What is Dividend Growth Investing?
Dividend growth investing is the process of creating a diversified portfolio of stocks whose underlying companies have the ability to pay and grow their dividend for long periods of time.
Dividends are an important indicator of the value of a stock. A company that is able to consistently raise its dividend probably means they are consistently growing their earnings too. Dividend growth helps to identify well managed companies that have confidence in their future earnings.
Companies that raise their dividend year after year are usually the best companies. That is why the Dividend Value Builder uses Dividend Stock Lists to find great companies for further research.
Companies with stable business models, quality balance sheets, rising cash flow, and reasonable valuations are the best candidates for dividend growth investing portfolios. Here are 6 important advantages of dividend growth investing:
6 Advantages of Dividend Growth Investing
1. Get Paid to Wait
Dividends allow an investor to get “paid to wait”. Historically dividends have provided 43% of the S&P 500 total return. Dividends provide an ongoing return while waiting for capital appreciation.
2. Dividend Growth Compounding
The benefits of exponential growth are multiplied by growing dividends. This is because both the number of shares (from reinvestment) and the dividends per share are growing. The exponential power of dividend growth compounding can provide competitive returns regardless of whether the price of the stock increases in value or not.
3. Take Advantage of Bear Markets
Investors savvy enough to reinvest dividends during bear markets purchase more shares with the dividend while the prices are low rather than when the prices are high. Later, when prices recover, the return is actually enhanced by the temporary fall in the stock price. Reinvesting dividends and accumulating more shares during bear markets greatly boosts dividend growth investing returns.
4. Capital Preservation
Quality dividend paying companies are more mature and stable than the average company. These stocks usually hold up better in down markets than more speculative stocks. This is especially true when a value approach with margin of safety is used when selecting stocks.

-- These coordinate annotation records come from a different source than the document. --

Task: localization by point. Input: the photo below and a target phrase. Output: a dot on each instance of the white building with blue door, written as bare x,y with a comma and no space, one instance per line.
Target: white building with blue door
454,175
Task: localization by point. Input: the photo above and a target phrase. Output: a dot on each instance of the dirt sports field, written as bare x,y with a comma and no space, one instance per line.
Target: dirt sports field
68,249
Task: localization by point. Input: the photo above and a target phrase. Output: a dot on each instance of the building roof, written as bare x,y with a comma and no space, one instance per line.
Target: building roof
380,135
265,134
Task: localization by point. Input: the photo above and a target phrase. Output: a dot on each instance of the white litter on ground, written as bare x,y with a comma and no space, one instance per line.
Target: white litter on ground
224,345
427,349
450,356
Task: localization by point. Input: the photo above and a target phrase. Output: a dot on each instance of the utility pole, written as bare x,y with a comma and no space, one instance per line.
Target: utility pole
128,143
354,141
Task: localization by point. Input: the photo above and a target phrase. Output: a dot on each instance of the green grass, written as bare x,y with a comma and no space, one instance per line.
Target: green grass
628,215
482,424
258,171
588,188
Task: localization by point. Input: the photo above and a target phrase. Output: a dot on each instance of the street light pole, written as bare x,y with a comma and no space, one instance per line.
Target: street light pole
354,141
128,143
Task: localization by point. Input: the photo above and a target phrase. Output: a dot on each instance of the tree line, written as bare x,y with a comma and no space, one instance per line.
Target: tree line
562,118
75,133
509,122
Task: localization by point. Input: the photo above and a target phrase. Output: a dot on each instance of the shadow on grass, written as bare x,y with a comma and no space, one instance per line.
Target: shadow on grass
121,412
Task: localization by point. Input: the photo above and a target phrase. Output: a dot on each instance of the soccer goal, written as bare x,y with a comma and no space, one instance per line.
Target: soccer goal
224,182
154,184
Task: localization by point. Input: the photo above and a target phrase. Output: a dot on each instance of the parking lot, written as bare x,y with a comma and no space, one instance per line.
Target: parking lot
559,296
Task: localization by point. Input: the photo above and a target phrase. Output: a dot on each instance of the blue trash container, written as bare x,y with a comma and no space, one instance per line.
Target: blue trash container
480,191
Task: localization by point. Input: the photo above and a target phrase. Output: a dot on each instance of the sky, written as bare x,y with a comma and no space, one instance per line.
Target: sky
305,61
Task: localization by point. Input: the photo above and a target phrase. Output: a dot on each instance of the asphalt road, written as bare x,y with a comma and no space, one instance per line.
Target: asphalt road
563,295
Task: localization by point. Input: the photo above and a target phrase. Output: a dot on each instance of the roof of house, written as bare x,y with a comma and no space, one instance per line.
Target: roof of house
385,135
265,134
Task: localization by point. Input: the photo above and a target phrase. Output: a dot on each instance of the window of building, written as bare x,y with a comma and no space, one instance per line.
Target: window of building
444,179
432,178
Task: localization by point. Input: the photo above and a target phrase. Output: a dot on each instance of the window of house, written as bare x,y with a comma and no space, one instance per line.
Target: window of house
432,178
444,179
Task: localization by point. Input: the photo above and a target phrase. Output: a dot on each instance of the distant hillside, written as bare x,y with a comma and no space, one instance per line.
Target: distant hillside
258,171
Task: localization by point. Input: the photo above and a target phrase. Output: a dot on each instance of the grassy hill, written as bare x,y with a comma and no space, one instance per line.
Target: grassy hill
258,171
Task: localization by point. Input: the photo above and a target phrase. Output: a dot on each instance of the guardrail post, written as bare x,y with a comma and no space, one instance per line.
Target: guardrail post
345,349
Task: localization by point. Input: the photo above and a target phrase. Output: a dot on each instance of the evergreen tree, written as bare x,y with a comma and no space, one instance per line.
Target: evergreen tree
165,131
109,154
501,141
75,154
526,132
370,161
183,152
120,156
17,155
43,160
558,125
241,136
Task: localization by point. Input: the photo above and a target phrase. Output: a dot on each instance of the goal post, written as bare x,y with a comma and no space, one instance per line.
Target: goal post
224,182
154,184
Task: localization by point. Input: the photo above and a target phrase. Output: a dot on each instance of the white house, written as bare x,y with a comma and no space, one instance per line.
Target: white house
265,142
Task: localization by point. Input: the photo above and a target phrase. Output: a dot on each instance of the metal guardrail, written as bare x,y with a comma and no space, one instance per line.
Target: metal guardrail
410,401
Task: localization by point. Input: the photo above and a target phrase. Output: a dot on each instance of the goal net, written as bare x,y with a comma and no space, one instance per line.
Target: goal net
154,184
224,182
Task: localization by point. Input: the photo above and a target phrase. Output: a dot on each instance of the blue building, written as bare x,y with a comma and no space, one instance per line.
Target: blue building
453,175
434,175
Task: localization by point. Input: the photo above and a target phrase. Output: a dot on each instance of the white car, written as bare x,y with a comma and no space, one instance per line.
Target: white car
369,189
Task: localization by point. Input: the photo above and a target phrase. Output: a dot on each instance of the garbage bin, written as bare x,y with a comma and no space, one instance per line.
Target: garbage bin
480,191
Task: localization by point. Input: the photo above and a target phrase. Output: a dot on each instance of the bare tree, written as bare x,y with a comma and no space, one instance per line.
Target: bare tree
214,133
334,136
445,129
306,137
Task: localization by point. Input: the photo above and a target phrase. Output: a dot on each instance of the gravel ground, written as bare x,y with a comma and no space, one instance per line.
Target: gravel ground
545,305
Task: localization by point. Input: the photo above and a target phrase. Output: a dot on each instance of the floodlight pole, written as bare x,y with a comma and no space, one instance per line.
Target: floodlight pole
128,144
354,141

Regular readers of this blog know I put the upmost premium on the concept of preservation of capital and asset allocation investing. Dividend growth investing is a key part of portfolio asset allocation management that emphasizes preserving your investment principal.
5. Create an Income Stream
Dividends provide a regular income stream. Most stocks pay a quarterly dividend, but a well constructed portfolio of dividend stocks can provide a consistent monthly income stream. You want to buy companies that have the ability to increase the dividend. It’s a mistake to focus only on yield.
6. Inflation Hedge
The big disadvantage of fixed income investments is the income stream doesn’t grow. Even a 3% inflation rate will destroy 50% of the buying power of your principal in just 24 years. Dividend growth stocks provide the ability to receive income that increases and maintain the purchasing power of your principal and income.
Dividend Growth Investing Strategy
The advantages of a dividend growth investing strategy make it an important part of portfolio management. Getting paid to wait, dividend growth compounding, taking advantage of bear markets, capital preservation, a regular income stream, and the ability to maintain purchasing power are all advantages of dividend growth investing strategies.